One day in June 2018, I strolled into Barnes and Noble in search of a gift for a week old baby. My friend who took me to the store felt it was quite weird buying a newborn book. However, this was what I wanted to give this cutie. I selected the books I thought were nice for the boy and I as well got him a toy, and afterward I went in search of a personal companion I could leave the store with. On this hunt, I found a book from Martin Luther King Jr.’s wife, Coretta Scott King. I never read the book, not until February 2020.

I must confess this book was a great read. I will summarize my takeaways from this book in a few words below.

  • Know that you (your friend or husband) have (has) a calling that is devoid of personal pleasure

Being a colored lady, Coretta King knew what racial inequality meant. She saw her father’s house and farm been burned down as a child in Alabama and she experienced racial prejudice why choosing a college. These experiences inspired her effort to promote social change and advocate social justice. This desire was born out of her calling; in the words of Coretta (as told by Barbara Reynolds) “I had a divine calling on my life, a charge, a challenge to serve not just the black people, but all oppressed humankind” (p. 3). In which her marriage to Martin Luther King allowed her to nurture a lifelong calling. This calling, ooo her husband never saw before he died. This was because Martin was a man who lived in the ideologies of the fifties that a woman must not work but manage the home.

Living this calling was paramount to her. As such, Coretta, who has a master’s degree in Music pushed herself to the forefront of advocacy by organizing “freedom concerts” to raise funds for the Southern Christian Leadership Congress (SCLC) rallies. As a woman conscious of her calling, after her husband’s death in 1968, as a widow and single mother, she pursued her calling while championing the cause of her husband. She then became well-known, not just as Martin Luther’s wife but as a lobbyist, civil rights activist, women/human’s right advocate, teacher, and fundraiser. After Martin Luther’s death in 1968, she founded the Martin Luther King Center in Atlanta. She also spearheaded the cause that made it a duty for America to celebrate Martin Luther King’s (MLK) day. Although, this demand was granted after several years of trials in 1986.

A narrative on calling in this book stood out for me. It helped me understand what purpose and calling means in marriage and relationship. This narrative came up when Coretta discussed the birth of Bernice, their youngest daughter. On the day Bernice was Martin Luther King Jr. had to go for a rally.

The very next day, however, Martin left for Birmingham. Five days later, protests began. Did I feel abandoned or neglected because of my husband’s quick departure after the birth of our daughter? The question has been raised before, but my answer is not complicated. For the most part, Martin and I shared values: I knew he loved his family, but we both had a higher calling and purpose that was much larger than the fulfillment of our own desires. As much as I loved Martin, I knew he belonged not just to me but to his calling. It had to be the first priority (p. 104-105).

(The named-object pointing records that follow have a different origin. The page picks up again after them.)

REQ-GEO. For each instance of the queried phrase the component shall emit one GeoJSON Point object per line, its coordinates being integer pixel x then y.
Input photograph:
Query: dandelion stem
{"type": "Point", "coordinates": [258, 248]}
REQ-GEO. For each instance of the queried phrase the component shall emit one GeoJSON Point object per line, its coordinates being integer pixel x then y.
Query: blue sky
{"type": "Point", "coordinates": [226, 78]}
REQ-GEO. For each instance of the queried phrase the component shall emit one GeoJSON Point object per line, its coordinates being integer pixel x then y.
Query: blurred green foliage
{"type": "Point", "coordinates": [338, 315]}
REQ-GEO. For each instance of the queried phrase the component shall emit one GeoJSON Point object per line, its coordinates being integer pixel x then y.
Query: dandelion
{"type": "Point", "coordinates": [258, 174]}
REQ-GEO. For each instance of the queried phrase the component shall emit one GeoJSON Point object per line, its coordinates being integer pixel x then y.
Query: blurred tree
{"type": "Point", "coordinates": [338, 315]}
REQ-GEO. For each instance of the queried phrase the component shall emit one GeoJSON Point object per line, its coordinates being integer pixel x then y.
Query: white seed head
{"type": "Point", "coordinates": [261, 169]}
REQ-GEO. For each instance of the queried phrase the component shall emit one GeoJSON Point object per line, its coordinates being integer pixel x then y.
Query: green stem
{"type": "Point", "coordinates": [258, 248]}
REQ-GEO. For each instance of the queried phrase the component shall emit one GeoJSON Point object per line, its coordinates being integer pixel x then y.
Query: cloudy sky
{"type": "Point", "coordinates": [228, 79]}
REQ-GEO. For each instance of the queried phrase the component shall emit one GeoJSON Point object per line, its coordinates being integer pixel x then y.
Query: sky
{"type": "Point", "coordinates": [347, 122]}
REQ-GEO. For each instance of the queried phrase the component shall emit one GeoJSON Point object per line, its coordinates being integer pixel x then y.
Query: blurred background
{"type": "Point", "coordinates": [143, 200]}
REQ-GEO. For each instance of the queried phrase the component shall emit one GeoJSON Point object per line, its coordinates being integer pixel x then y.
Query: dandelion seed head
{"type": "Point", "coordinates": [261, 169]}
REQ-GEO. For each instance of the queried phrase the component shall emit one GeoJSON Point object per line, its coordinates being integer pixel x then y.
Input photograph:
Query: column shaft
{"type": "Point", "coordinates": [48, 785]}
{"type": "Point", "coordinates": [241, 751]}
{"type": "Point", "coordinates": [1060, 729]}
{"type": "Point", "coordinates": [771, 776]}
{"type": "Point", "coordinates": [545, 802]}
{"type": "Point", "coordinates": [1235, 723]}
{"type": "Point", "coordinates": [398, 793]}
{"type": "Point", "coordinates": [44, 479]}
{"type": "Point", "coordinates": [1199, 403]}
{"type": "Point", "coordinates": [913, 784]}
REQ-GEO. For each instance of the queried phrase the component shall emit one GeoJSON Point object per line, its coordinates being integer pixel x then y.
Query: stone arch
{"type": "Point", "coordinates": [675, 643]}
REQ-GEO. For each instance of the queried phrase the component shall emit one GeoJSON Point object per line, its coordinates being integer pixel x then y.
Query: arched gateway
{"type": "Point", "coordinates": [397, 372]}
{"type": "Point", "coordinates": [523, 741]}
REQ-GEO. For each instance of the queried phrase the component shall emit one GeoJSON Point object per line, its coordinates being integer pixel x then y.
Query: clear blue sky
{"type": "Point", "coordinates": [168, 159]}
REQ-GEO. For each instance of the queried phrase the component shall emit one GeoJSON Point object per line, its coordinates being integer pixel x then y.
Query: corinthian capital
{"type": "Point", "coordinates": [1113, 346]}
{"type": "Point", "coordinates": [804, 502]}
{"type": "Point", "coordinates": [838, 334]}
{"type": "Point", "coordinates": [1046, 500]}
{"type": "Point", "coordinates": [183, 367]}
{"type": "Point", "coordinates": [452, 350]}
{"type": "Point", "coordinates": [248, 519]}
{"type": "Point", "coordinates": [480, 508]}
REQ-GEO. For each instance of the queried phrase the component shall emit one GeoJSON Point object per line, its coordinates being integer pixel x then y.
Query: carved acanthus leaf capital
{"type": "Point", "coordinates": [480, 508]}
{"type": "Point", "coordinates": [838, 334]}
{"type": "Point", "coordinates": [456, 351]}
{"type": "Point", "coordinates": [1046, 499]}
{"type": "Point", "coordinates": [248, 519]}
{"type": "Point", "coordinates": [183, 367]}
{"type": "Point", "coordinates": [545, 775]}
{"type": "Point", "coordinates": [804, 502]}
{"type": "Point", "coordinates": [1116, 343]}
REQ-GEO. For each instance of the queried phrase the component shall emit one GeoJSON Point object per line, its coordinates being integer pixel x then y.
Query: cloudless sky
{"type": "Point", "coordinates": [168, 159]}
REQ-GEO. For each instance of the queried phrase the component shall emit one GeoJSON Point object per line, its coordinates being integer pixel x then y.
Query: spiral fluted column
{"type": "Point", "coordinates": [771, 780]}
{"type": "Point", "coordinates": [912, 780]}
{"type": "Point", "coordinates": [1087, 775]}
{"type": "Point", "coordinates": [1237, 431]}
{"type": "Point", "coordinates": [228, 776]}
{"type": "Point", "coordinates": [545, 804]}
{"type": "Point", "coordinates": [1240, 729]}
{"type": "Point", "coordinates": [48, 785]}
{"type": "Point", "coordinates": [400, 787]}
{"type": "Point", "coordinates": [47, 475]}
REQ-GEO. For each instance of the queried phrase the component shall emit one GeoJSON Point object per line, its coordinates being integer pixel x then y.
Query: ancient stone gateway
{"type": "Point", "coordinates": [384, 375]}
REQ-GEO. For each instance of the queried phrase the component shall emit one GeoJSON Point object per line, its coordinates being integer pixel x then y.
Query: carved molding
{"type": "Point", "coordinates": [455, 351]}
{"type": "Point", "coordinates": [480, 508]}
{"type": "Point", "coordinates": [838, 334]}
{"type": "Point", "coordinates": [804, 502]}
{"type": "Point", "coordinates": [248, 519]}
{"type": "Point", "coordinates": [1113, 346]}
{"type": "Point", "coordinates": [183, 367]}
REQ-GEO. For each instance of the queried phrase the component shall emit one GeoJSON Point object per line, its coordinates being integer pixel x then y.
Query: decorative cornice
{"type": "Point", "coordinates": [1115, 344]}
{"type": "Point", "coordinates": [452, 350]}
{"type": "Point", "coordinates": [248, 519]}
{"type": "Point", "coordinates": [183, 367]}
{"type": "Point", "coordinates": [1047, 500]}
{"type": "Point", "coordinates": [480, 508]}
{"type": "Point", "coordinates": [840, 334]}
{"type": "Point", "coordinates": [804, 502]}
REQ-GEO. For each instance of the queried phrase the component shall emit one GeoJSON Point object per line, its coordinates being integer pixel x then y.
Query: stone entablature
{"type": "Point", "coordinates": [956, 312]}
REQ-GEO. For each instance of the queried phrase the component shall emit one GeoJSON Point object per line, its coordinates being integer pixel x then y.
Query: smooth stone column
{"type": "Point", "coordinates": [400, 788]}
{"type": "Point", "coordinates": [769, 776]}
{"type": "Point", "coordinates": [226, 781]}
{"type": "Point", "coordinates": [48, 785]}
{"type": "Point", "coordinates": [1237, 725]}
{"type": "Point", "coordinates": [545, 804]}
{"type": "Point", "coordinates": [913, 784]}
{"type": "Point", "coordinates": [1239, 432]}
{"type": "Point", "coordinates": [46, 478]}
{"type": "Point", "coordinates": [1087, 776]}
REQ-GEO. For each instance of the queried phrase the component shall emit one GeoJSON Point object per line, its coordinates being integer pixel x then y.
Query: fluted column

Thus, beyond being friends or married to that person, there is a reason for your existence and the other’s existence. Ensure you engage with individuals who would allow you to fully do you and fulfill the calling and purpose of your existence.

  • Commit your ways into God’s hand

All through the pages of the book, Coretta never ascribed any of the success she had as an advocate and single mother to herself, rather she knew there was a greater force, who is God. She identified prayer and faith as the source of her strength. She mentions, “throughout my life, whenever I didn’t pray, things went badly. I would become frustrated and feel out of sync with the will and purpose of God. But whenever my life was guided by prayer, I felt good about what I was doing, and I was able to reach other people with love and understanding” p.185.

I will conclude with this: “Coretta Scott King was a changemaker who knew her God and her calling and ensured she flourished therein.”